La première phase a vu le lancement de grands programmes comme le PEPR IA, et le développement d’infrastructures comme le supercalculateur Jean Zay opéré par le CNRS. Un PEPR est un programme de recherche fondamentale dans un domaine jugé stratégique pour la France. Exploratoires ou stratégiques, les 44 PEPR sont opérés par l’Agence nationale de la recherche, financés par France 2030 et conduits par des pilotes scientifiques. Le PEPR pour l’intelligence artificielle est copiloté par le CNRS, Inria, le CEA.
Pouvez-vous nous parler des PEPR IA Days ? Comment se sont passées ces journées ?
L.Taligrot : Deux événements annuels majeurs sont liés au PEPR IA, dont les PEPR IA Days. Leur organisation est confiée aux copilotes du PEPR IA, à tour de rôle. L’édition 2026 incombait au CNRS. On y rassemble toute la communauté de notre programme de recherche, à laquelle s’ajoutent nos partenaires : la communauté académique, les institutionnels, les industriels. On y présente les avancées scientifiques de l’année écoulée, des liens se nouent entre industriels et chercheurs…

Ces Journées ont été vraiment plaisantes. Tout s’est très bien passé, tant avec les équipes du Couvent des Jacobins qu’avec le traiteur. Je connais bien le Couvent : en tant que chargé de programme cybersécurité, je participe chaque année à l’European Cyber Week qui s’y tient. J’y étais aussi en début d’année pour les Trans Numériques. Alors quand on m’a demandé d’organiser les PEPR IA DAYS à Rennes, il était évident pour moi que l’événement ait lieu au Couvent.
Ses équipes sont toujours très pro, présentes de A à Z pendant tout l’événement ; en amont, elles n’hésitent pas à proposer leur aide, avec des points réguliers sur tous les aspects de l’organisation. Si je pouvais, j’organiserais plus souvent des événements ici !

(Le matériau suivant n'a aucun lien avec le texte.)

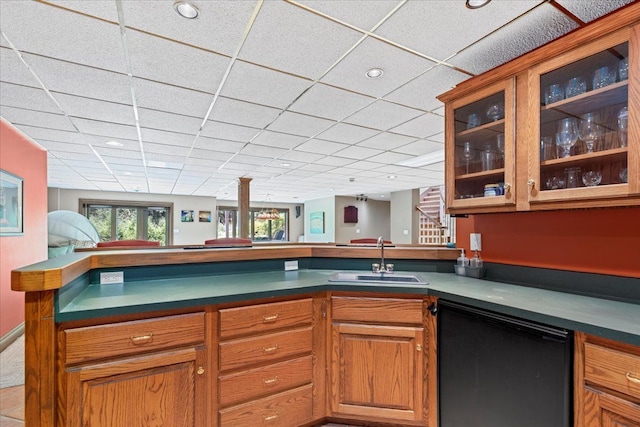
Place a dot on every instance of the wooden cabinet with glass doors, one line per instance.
(585, 143)
(480, 152)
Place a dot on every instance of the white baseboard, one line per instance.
(7, 339)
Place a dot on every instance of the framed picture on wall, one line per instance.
(11, 204)
(204, 216)
(187, 216)
(316, 222)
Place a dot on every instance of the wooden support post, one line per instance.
(243, 206)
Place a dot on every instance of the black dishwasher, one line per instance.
(500, 371)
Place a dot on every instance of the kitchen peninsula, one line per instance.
(222, 337)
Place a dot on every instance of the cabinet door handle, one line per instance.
(270, 417)
(142, 339)
(270, 381)
(270, 349)
(270, 319)
(633, 378)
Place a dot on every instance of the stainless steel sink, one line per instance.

Nous avions réservé la Nef pour les keynotes, la plénière et les présentations de résultats scientifiques. Nous avons fait pas mal de sessions parallèles entre la Nef et les Dortoirs et les participants ont circulé sans problème entre les deux car tout était bien indiqué. Les échanges de ces 3 jours, enregistrés par les équipes du Couvent, vont être diffusés sur notre chaîne YouTube.
De même, nous étions au Couvent pendant un épisode de canicule, alors nous avons apprécié la fraîcheur offerte par ce bâtiment en pierres !
Quels sont les enjeux de l’IA en France ?
M-R. Amini : Nous avons pris le train en marche, mais nous ne sommes finalement trop en retard sur les USA et la Chine. Ce qui nous différencie de ces pays, c’est la prise en compte d’un développement responsable de la science. On parle beaucoup éthique, explicabilité, IA de confiance, IA démocratique, IA pour le bien de la société, IA comme aide à la décision et non comme une machine qui prend des décisions toute seule… Ce sont des questions que l’on se pose depuis plusieurs années et que les Américains commencent à se poser. Comme l’écrivait Rabelais, « Science sans conscience n’est que ruine de l’âme ».
Quelle est la place de Rennes dans l’écosystème IA?
M-R. Amini : Rennes est l’un des grands centres numériques en France, la ville accueille de nombreux chercheurs en IA. Il existe sur le territoire national 9 clusters IA portés par des universités avec une envergure nationale, dont un à Rennes qui s’appelle SequoIA. Le CNRS pilote le réseau des ingénieurs du programme national en recherche en IA (PNRIA) dont je suis directeur scientifique. 20 ingénieurs sont basés sur 5 unités en France ; ils accompagnent les projets en IA de la communauté scientifique sur le supercalculateur Jean Zay. Une des unités est basée à l’IRISA à Rennes.
L.Taligrot : Pour preuve, nous avons tenu une session commune à la fin des PEPR IA Days pour faire émerger de potentielles collaborations entre le PEPR et le cluster.